D'autres changements formalisent une pratique arbitrale établie de longue date :
- l'article 3 des Règles de l'IBA prévoit que toute partie peut soumettre au tribunal arbitral une demande de production de documents :
- toute partie peut dorénavant formuler une objection à la demande et non plus seulement la partie à laquelle la demande est adressée ;
- en outre, l'article 3.5 prévoit expressément que la partie requérante a désormais la possibilité de répondre à une telle objection.
- Une autre nouveauté concerne les déclarations de témoins et les rapports d’expertise. Jusqu’à lors, des déclarations de témoins ou des rapports d'expertise modifiés ou additionnels ne pouvaient être déposés que si les éléments nouveaux qu’ils introduisaient avaient pour objet de répondre à des éléments d’ores et déjà contenus dans une déclaration de témoin, un rapport d’expertise ou le mémoire d’une autre partie. Cette approche ne correspondait cependant pas à la pratique courante, la pertinence de certaines explications et avis techniques ne se révélant qu'en cours de procédure. Les articles 4 et 5 ont donc été modifiés : les déclarations de témoins ou rapports d’expertise modifiés ou additionnels sont désormais également recevables s’ils portent sur des faits ou éléments nouveaux n’ayant pu être abordés antérieurement.
Certaines règles de l'IBA concernent par ailleurs le traitement par le tribunal arbitral des preuves qui lui sont présentées :
- le pouvoir discrétionnaire du tribunal arbitral est élargi concernant les interrogations de témoins. Le nouvel article 8.5 prévoit que, même dans les cas où il aura ordonné qu’une déclaration écrite de témoin ou un rapport d’expert tienne lieu de témoignage direct, le tribunal arbitral pourra dorénavant néanmoins autoriser une interrogation orale de ce témoin, pouvant même dépasser le cadre de la déclaration écrite ;
- en vertu du nouvel article 9.3, le tribunal arbitral est désormais expressément habilité à exclure de la procédure, à la demande d'une partie ou de sa propre initiative, les preuves obtenues illégalement.
Enfin, les règles révisées de l'IBA contiennent des innovations importantes :
- la plus marquante est sans doute la possibilité de tenir une audience sur la preuve à distance. Le nouvel article 8.2 prévoit en effet qu’une telle audience puisse être ordonnée par le tribunal arbitral à la demande d'une partie ou de sa propre initiative. Dans un tel cas, après consultation des parties, un protocole est établi en amont de l’audience, afin d‘assurer que celle-ci se déroule de manière efficace, équitable et, dans la mesure du possible, sans interruption involontaire.

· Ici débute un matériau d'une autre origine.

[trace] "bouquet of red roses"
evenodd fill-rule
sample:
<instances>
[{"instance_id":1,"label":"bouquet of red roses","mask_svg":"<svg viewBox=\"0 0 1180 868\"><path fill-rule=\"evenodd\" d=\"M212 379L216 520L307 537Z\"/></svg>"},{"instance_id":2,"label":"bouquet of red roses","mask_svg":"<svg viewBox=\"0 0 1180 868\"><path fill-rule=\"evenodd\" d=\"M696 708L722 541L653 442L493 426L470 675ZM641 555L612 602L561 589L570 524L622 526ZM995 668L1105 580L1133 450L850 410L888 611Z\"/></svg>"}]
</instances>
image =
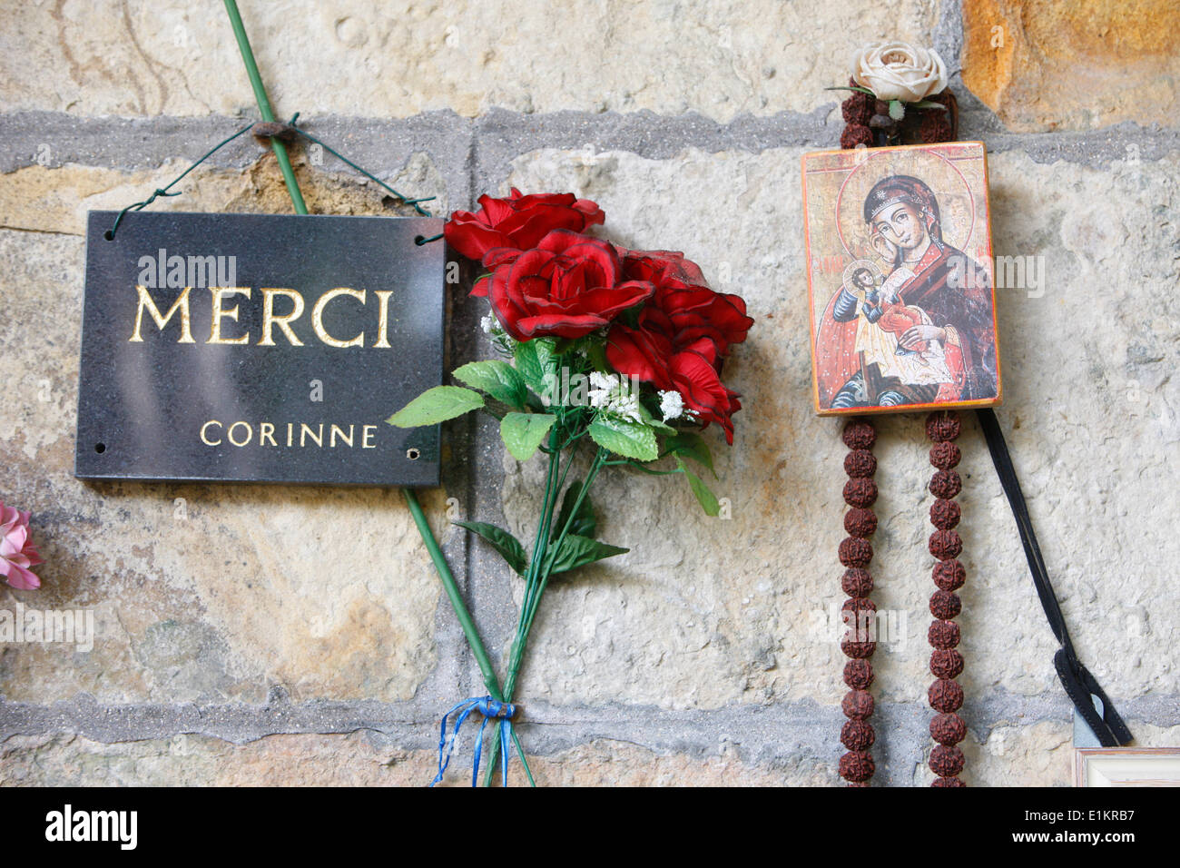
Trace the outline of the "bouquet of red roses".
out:
<instances>
[{"instance_id":1,"label":"bouquet of red roses","mask_svg":"<svg viewBox=\"0 0 1180 868\"><path fill-rule=\"evenodd\" d=\"M712 453L697 433L710 424L733 444L733 416L741 404L721 379L722 365L754 321L740 296L713 291L683 254L628 250L585 234L605 221L589 200L523 196L513 189L507 198L483 196L479 204L478 211L452 214L444 234L454 250L486 269L471 294L489 300L484 327L503 358L459 367L454 378L463 386L427 390L388 422L414 428L479 410L499 419L513 458L524 462L539 451L549 464L537 534L527 548L504 528L455 522L491 544L525 583L500 696L452 709L455 735L473 711L484 716L484 725L497 722L490 779L498 756L506 764L509 738L527 772L511 729L511 699L545 587L628 550L596 539L589 491L603 468L681 475L704 511L717 515L717 498L687 462L712 472ZM592 451L585 478L571 479L583 446ZM663 469L651 466L666 458ZM471 629L467 637L478 644ZM481 648L473 644L473 651ZM453 748L446 727L444 717L435 781ZM481 735L477 774L480 749Z\"/></svg>"}]
</instances>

L'article 8.2 contient une liste non exhaustive des points pouvant être prévus dans ce protocole, allant de la plateforme utilisée (en ce compris une formation à l’utilisation de celle-ci et d’éventuels tests), à la manière dont les documents peuvent être présentés à un témoin ou au tribunal arbitral et aux mesures visant à garantir que les témoins ne sont pas indûment influencés ou distraits ;
- dans cette optique, la cybersécurité et la protection des données ont été ajoutées à la liste des thèmes devant être abordés au plus tôt avec les parties au cours de la procédure, figurant à l'article 2 des Règles de l’IBA.
Conclusion
La révision des Règles de l'IBA consiste principalement en une formalisation de pratiques arbitrales déjà bien établies, conduisant à une simplification de la procédure arbitrale, plus de clarté, une optimisation des coûts et un gain de temps certain. A ce titre, cette nouvelle version mérite donc d’être saluée. En pratique, son principal impact devrait résulter de la possibilité de tenir les audiences à distance. Cette innovation s’inscrit dans le cadre d’une évolution récente vers une digitalisation des procédures, certainement en partie due à la pandémie de Covid-19, également introduite dans le cadre d'autres règlements d’arbitrage. À titre d’exemple, le nouveau Règlement d’arbitrage de la CCI, entré en vigueur le 1er janvier 2021, prévoit également une telle possibilité (sur les nouveautés apportées par ce règlement, voir notre article ici).